Worst case I could go back to the opamp as the math is much less complex

[Mark Hennessy]

To raise the collector voltage, you have to reduce the collector current.

This will reduce the transconductance of the transistor; probably not what you want.

Don't forget also that there is negative feedback via the base resistor, which again, is not what you want.

You'd get better results with a fully-stabilised design, using a decoupled emitter resistor - getting a gain of ~170 for a collector current of 1mA is quite feasible. But you'll need two more resistors and a cap. The maths is easy, though.

Feed the base with a potential divider, 220k and 62k might be OK, and should give just over a volt at the base.

Change the collector resistor to 2k2, and add an emitter resistor of 470 ohms. Put a cap in parallel with that.

You should find that Vc sits at roughly 2.5V.

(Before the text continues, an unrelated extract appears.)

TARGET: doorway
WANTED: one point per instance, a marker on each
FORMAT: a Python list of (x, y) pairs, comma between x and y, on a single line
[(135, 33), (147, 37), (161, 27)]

Does your microcontroller have a Schmitt trigger input? What voltage swing does it require to detect the edge? The usual way to do this would involve a comparator between the amplifier and the interrupt input, but a Schmitt input would satisfy this. Without that, things might be a bit marginal...

[blewisjr]

Yes the Micro uses a Schmitt trigger for the inputs.  I am not sure about the swing.  I think I found the information in the datasheet but I do not quite understand what I am reading here.
So I will attach the excerpt.

I am assuming what you are saying is I should use a voltage divider going into the base and then adjust the load resistor.  I do understand the resistor on the emitter but won't that smooth out the distortion but at a cost to the overall gain?

[dr_p]

maybe if you simulate the circuit, it will help you out to properly see what's happening in there.


You can use this simple simulation program:
http://www.falstad.com/circuit/

[Mark Hennessy]

I am assuming what you are saying is I should use a voltage divider going into the base and then adjust the load resistor.  I do understand the resistor on the emitter but won't that smooth out the distortion but at a cost to the overall gain?

The circuit is here:

http://en.wikipedia.org/wiki/File:Complete_common_emitter_amplifier.png

But adding a cap in parallel with the emitter resistor will cancel the NFB at signal frequencies, so you'll get plenty of gain.

Personally, I'd recommend a 'scope over a simulator for this sort of thing...

Cheers,

Mark

[blewisjr]

Ok thanks.  I will have to tinker around with this because I am not sure how much voltage I will end up with at the base as the microphone has to be biased and if I remember correctly it is sitting around 1V already I will have to do some measurements to be sure though.  Thanks for all the input worst case scenario I will need to switch to a LM741 for the preamp which works great as well.

[blewisjr]

I have done some experimenting on this method of a true common emitter preamp with my NPN2222A and things have gained a smidge of responsiveness but still not close to the equiv of the 791 opamp.  Resistor wise on the bias divider I have a 220k and a 68k which puts me at about 1V on the base actually 0.965V ish which I think is close enough.  Then on the collector I needed to place a 3.3k which puts me at about 2.45V on the collector.  The emitter is using the 470 and the parallel cap. 

I really do not think I will be able to get the gain high enough on this circuit and am contemplating going back to the opamp.

[IanB]

It's really not reasonable to expect a similar gain from a single transistor as you can get from an op amp. But if you put two transistors in series (a darlington pair for instance), you will get much better amplification.

[blewisjr]

Yea this is what I am starting to realize through the experiment of changing to a single NPN setup.  I wanted to avoid having a second stage to the amplifier and it seems the only way to get the solid result is through an opamp which surprisingly corresponds to easier math as well on gain calculation.  There are time I wish I never started this hobby but when the aha moment comes it feels good.  Sadly I do not get too many aha moments yet.    So many times I just want to give up.